Dabei wächst für die meisten Menschen nicht nur der Druck, Arbeit anzunehmen sondern auch der Druck in der Arbeit. Höhere Stückzahlen werden erwartet, mehr Kundenbesuche, wachsende Fallzahlen, mehr gefahrene Kilometer, kürzere Liegezeiten, mehr Umsätze. Das gilt für die Industrie wie für die Sozialwirtschaft. Und auch die Dauer der Tages- und Wochenarbeitszeit steigt wieder. Wir erleben eine Ausweitung der Betriebs- und Ladenöffnungszeiten bis hin zum Rund-um-die-Uhr-Betrieb in Fabriken, in Büros oder Call-Centern und natürlich auch in Krankenhäusern und Altenheimen. Und die Debatte um den arbeitsfreien Sonntag ist wohl längst nicht ausgestanden. Die elektronische Vernetzung verkürzt die Reaktionszeiten und „ just in time“ wird zur Erwartungshaltung nicht nur in der Logistik. Der moderne Arbeitnehmer soll flexibel, mobil und jederzeit verfügbar sein.

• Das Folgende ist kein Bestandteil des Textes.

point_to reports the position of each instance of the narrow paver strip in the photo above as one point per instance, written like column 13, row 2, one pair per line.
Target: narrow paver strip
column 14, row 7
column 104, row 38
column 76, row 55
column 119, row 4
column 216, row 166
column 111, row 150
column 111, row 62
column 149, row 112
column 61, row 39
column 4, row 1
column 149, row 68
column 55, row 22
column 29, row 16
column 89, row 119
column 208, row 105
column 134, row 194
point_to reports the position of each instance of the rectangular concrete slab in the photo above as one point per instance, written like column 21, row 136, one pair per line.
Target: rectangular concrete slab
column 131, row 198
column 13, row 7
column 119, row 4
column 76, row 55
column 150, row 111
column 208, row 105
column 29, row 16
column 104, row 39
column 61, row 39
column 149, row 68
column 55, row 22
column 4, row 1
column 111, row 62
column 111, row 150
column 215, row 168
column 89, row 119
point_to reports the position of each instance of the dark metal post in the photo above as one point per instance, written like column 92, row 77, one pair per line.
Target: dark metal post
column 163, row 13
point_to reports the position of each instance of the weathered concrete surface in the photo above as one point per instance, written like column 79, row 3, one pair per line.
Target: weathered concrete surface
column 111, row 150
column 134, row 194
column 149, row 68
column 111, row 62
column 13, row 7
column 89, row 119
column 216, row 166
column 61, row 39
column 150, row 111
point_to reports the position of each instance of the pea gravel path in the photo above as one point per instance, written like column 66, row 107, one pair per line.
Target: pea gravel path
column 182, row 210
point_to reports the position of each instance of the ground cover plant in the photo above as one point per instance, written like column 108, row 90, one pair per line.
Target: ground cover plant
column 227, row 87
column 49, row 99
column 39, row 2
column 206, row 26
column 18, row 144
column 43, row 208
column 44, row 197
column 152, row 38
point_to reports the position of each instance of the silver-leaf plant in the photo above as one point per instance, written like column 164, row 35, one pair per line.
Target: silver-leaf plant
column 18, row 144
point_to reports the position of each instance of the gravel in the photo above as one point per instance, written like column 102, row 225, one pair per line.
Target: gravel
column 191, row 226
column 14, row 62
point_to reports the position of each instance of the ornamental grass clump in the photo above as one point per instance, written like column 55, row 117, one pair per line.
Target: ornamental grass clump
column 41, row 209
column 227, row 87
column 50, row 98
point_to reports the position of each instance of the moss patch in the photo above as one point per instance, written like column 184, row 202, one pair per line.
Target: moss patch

Zeitkompatibilität und Zeitsouveränität der Beschäftigen sind wesentliche Themen geworden. Zusammenfassend kann man sagen, dass dabei vier Zeitdimensionen[7] eine Rolle spielen:

  • Die Extensität der Arbeit, also die Dauer der Tages- und Wochenarbeitszeit
  • Die Intensität der Arbeit durch Beschleunigung der Prozesse, aber auch durch Projektarbeit und Zielvereinbarungen
  • Die Synchronizität der Arbeit  durch die Möglichkeiten der elektronischen Vernetzung
  • Und schließlich die Flexibilität der Arbeit

Und keine Frage: globaler Wettbewerb und technologischer Fortschritt  treiben die Flexibilisierung weiter voran. Das alles macht es älteren Arbeitnehmern nicht leicht, die Leistung zu erbringen, die von ihnen erwartet wird. Die Mobilität zum Beispiel nimmt mit dem Alter deutlich ab. Tatsächlich gingen bis in die 90er Jahre viele mit 55 aus dem Job. Deswegen wurde versucht, diese Lücke mit dem Instrument der Altersteilzeit politisch zu schließen. Inzwischen allerdings hat sich der Trend gedreht. Das mag auch damit zusammen hängen, das jetzt bereits die erste Nachkriegsgeneration in die Rente geht; sie ist um ein Drittel kleiner. Und ich habe Hoffnung, dass wir lernen, die modernen diskontinuierlichen Arbeitsbiographien als Chance zu nutzen, um möglichst lange gerne zu arbeiten. Noch nie waren Menschen so kompetent und selbständig wie heute, noch nie gab es auch so viele Möglichkeiten, sich selbst zu vernetzen und gut zu organisieren. Damit kann ein Zuwachs an Gestaltungsfähigkeit und auch eine bessere Vereinbarkeit von Beruf und Familie einher gehen. Ich hoffe auf eine Arbeitsgesellschaft, die Raum bietet für Erwerbsarbeit, aber auch für die so genannte Care-und Sorge-Arbeit, die nicht mehr nur an die Frauen delegiert werden kann – schon deshalb nicht, weil der europäische Arbeitsmarkt mit seinen Employability-Konzepten davon ausgeht, ,dass jeder und jede für die eigene soziale Sicherung sorgt.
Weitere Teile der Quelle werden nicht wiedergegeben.